Reviewing the episode, Alex McLevy of The A.V. Club felt as if the writers were trying to mimic the fun nature of the DC Comics series Legends of Tomorrow with the episode. He said, "while it's hard to not smile at the fey but likable tributes to retro horror-comedy tropes, it's also not exactly bold or original, either. It mostly elicits some knowing chuckles, a breezy and enjoyable episode that bends the series' format in ways that are broad and occasionally too cute by half", and compared the episode to "Fear and Loathing on the Planet of Kitson" from season six.

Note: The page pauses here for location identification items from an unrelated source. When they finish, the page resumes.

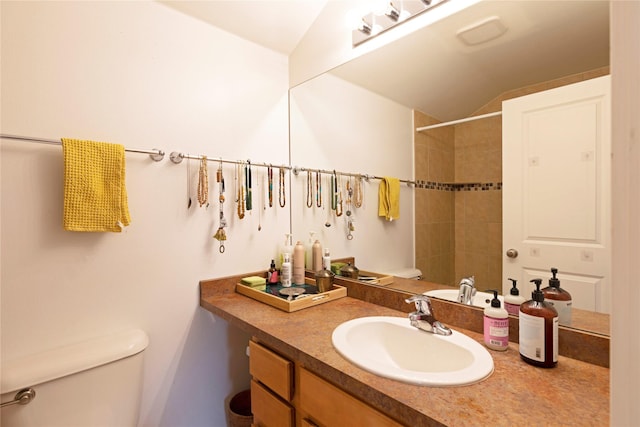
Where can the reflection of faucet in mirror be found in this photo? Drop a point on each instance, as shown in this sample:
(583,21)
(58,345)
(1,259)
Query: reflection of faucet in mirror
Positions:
(443,215)
(467,290)
(423,318)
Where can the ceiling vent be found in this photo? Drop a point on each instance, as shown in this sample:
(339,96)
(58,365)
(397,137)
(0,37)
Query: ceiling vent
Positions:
(482,31)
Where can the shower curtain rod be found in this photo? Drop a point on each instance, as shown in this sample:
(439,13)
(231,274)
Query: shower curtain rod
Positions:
(454,122)
(366,177)
(177,157)
(155,154)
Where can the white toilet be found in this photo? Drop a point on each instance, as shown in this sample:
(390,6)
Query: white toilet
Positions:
(407,273)
(89,384)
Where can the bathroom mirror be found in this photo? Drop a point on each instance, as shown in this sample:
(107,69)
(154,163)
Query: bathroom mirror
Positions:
(449,70)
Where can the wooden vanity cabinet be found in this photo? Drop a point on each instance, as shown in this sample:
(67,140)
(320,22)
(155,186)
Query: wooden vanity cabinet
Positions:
(271,388)
(325,405)
(284,394)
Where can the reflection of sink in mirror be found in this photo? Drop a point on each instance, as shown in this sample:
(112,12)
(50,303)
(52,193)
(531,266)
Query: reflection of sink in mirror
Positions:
(481,299)
(392,348)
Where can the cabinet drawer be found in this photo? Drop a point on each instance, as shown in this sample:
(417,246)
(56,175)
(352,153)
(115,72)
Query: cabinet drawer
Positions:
(268,410)
(271,370)
(330,406)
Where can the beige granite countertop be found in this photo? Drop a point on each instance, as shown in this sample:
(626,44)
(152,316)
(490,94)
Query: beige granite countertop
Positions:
(573,393)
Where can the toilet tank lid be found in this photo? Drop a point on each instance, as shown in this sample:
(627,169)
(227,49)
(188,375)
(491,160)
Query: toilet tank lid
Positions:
(406,273)
(52,364)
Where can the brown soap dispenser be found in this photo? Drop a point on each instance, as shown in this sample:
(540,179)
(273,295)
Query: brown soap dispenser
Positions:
(538,323)
(559,298)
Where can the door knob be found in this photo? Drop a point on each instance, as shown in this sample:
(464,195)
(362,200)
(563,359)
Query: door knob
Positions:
(512,253)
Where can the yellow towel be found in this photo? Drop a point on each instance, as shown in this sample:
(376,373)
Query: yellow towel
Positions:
(389,198)
(95,197)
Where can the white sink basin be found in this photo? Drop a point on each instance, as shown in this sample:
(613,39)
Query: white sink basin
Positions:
(481,299)
(392,348)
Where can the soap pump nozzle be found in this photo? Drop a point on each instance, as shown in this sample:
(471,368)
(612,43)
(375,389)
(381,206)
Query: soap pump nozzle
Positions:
(495,302)
(514,290)
(537,295)
(553,281)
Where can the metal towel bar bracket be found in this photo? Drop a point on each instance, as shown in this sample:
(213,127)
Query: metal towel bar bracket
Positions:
(22,397)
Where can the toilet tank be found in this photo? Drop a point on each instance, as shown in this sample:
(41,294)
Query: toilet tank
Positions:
(93,383)
(407,273)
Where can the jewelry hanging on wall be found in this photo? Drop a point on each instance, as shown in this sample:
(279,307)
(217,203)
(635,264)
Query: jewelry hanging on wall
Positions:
(240,184)
(221,235)
(247,173)
(282,198)
(350,218)
(334,191)
(203,182)
(339,196)
(318,189)
(330,187)
(309,190)
(262,203)
(349,195)
(188,182)
(358,195)
(270,177)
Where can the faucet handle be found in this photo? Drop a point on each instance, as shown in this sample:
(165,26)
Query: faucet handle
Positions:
(422,302)
(469,281)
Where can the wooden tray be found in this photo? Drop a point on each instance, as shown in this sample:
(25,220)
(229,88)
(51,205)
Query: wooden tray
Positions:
(293,305)
(380,279)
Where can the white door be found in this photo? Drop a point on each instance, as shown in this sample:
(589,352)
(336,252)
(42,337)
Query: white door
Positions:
(556,165)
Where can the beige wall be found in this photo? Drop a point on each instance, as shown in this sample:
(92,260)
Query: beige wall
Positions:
(459,226)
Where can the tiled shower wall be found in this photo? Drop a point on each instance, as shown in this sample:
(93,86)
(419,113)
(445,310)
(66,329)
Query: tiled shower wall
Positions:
(459,193)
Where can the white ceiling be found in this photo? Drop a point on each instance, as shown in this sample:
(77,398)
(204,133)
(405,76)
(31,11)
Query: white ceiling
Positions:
(276,24)
(431,69)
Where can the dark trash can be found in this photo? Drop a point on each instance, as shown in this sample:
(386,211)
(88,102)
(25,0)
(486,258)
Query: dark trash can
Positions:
(239,410)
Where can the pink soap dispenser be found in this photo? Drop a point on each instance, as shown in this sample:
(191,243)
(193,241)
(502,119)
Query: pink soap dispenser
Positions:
(496,325)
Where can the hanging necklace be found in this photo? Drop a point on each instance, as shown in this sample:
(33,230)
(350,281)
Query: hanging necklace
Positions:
(309,190)
(221,235)
(334,191)
(203,182)
(339,196)
(349,195)
(318,189)
(188,181)
(264,207)
(357,192)
(241,199)
(270,177)
(330,186)
(247,173)
(282,198)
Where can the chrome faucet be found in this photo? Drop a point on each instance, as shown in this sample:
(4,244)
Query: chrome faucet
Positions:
(423,318)
(467,290)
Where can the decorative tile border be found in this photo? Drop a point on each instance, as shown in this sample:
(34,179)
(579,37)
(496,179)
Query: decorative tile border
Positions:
(447,186)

McLevy gave the episode a "B−". Michael Ahr at Den of Geek said, "although the movie allusions were entertaining and appreciated, the stylistic narrative choices felt very much out of place" with "the whole episode feeling a bit like a parody of itself." He gave the episode 3 out of 5 stars. Matt Webb Mitovich from TVLine felt the episode was a letdown, describing it as "a well-intended but tonally wayward misfire". Mitovich conceded the episode was "every bit the love letter to the decade that it promised to be" but amidst all that, "it felt like actual storytelling opportunities were missed." For him, Mack's storyline was disappointing, likening his downward spiral to "Bro Thor" seen in Avengers: Endgame (2019), and called the Deke Squad storyline "just this side of too silly". Mitovich concluded, "If the events of this episode had taken place in an alternate reality or dream, then the over-the-top humor would have worked ... But as a very real juncture in the S.H.I.E.L.D. agents' final mission, it fell flat for me".

Chopping Mall director and co-writer Jim Wynorski was not enthused about the episode, claiming he had not been informed about the references used and that the episode was "overtly plagiarizing other people's creative hard work". Conversely, when the series had referenced the film in the season four episode "Broken Promises", Wynorski messaged Fletcher, who also wrote the season four episode, thanking him for referencing the film and sent Fletcher an autographed Blu-ray of the film.